DELİLLERİN TARTIŞILMASI VE GEREKÇE:
Dava; trafik kazası nedeniyle uğranılan cismani zarar nedeniyle açılan maddi tazminat davasıdır.
Mahkememizin 2015/658 Esas sayılı dosyasından verilen 05/02/2019 tarih ve 2019/89 sayılı karar, İstanbul Bölge Adliye Mahkemesi 9. Hukuk Dairesi’nin 2019/1697 Esas, 2021/1076 Karar, 15/06/2021 tarihli ilamıyla kaldırılmış olup, dosya mahkememize gelmiş ve mahkememizin 2021/443 Esas sayılı numarasını almıştır.

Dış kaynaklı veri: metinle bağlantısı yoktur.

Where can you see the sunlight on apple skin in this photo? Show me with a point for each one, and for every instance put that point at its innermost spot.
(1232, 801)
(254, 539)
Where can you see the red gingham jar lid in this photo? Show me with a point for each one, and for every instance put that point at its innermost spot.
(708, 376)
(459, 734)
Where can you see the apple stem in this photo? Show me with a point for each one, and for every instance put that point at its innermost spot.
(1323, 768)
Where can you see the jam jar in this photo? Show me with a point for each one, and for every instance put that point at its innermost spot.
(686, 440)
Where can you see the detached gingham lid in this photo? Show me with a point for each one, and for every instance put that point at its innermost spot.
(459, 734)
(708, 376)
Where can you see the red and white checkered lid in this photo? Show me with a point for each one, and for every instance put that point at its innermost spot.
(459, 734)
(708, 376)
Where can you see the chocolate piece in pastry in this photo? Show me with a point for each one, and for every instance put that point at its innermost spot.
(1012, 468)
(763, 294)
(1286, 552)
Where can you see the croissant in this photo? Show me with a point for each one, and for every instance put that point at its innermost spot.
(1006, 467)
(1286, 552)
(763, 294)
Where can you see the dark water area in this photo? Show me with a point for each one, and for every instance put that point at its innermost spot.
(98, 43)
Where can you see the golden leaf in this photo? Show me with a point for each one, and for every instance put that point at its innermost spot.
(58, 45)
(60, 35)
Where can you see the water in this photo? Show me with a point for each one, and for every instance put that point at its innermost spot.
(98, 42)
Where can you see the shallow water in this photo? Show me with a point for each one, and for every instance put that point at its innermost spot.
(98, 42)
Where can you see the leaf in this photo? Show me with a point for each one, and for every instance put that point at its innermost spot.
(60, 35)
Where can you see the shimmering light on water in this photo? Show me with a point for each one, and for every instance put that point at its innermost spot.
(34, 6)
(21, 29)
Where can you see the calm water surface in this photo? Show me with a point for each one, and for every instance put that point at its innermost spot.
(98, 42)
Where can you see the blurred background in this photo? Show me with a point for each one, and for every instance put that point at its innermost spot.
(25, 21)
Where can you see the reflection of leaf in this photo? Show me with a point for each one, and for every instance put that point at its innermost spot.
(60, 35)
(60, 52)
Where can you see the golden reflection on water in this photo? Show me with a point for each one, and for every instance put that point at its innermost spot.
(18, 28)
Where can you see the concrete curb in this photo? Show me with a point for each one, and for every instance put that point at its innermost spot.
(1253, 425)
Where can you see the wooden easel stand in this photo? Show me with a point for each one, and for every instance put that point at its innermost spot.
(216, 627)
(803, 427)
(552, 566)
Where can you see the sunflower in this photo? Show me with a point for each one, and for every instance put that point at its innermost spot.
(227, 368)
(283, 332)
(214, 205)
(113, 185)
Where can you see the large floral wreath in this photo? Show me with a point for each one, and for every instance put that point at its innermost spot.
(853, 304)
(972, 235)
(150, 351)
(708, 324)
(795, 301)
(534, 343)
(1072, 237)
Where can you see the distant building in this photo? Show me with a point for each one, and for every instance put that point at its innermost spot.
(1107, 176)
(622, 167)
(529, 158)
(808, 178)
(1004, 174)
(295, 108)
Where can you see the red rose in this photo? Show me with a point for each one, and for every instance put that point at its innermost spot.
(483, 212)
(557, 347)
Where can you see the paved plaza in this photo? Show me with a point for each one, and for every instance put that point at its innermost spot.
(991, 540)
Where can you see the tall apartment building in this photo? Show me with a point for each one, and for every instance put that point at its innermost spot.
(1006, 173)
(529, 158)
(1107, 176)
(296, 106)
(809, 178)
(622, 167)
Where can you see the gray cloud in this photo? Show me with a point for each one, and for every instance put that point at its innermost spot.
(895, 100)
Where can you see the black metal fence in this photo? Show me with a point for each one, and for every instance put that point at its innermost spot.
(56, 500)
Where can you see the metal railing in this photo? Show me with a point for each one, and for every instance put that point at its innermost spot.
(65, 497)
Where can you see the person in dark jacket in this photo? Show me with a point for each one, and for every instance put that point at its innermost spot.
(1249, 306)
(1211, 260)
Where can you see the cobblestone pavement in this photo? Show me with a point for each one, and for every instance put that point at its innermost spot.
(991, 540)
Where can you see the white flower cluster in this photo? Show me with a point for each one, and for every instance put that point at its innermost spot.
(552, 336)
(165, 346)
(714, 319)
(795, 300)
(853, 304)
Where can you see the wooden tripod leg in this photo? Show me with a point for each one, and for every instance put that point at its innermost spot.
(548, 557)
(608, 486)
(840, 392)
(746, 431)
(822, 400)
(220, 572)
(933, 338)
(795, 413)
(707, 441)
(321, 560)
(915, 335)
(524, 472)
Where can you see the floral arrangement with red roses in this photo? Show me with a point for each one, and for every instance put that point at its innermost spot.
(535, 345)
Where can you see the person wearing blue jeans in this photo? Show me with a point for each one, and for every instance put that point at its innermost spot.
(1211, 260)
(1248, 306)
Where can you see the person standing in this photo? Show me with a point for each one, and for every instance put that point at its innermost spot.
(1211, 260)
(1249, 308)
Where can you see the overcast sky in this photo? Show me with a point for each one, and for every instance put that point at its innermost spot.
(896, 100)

Kaldırma kararı sonrası taraflara usulüne uygun olarak tebligatlar yapılarak yargılamaya devam olunmuştur.
Davacı vekilinin mahkememizin 09/11/2021 tarihli celsesinde, kaldırma kararını kabul etmediklerini alacaklarını sigorta şirketinden tahsil ettiklerini, herhangi bir ihtirazı kayıt sunulmadığını, davanın konusuz kaldığını, ayrıca davalı … ile sulh olunduğunu, mahkemece davanın konusuz kaldığından karar verilmesine yer olmadığına dair karar verilmesini talep ettiği ve vekalet ücreti ve yargılama gideri taleplerinin de olmadığını beyan ettiği anlaşılmıştır.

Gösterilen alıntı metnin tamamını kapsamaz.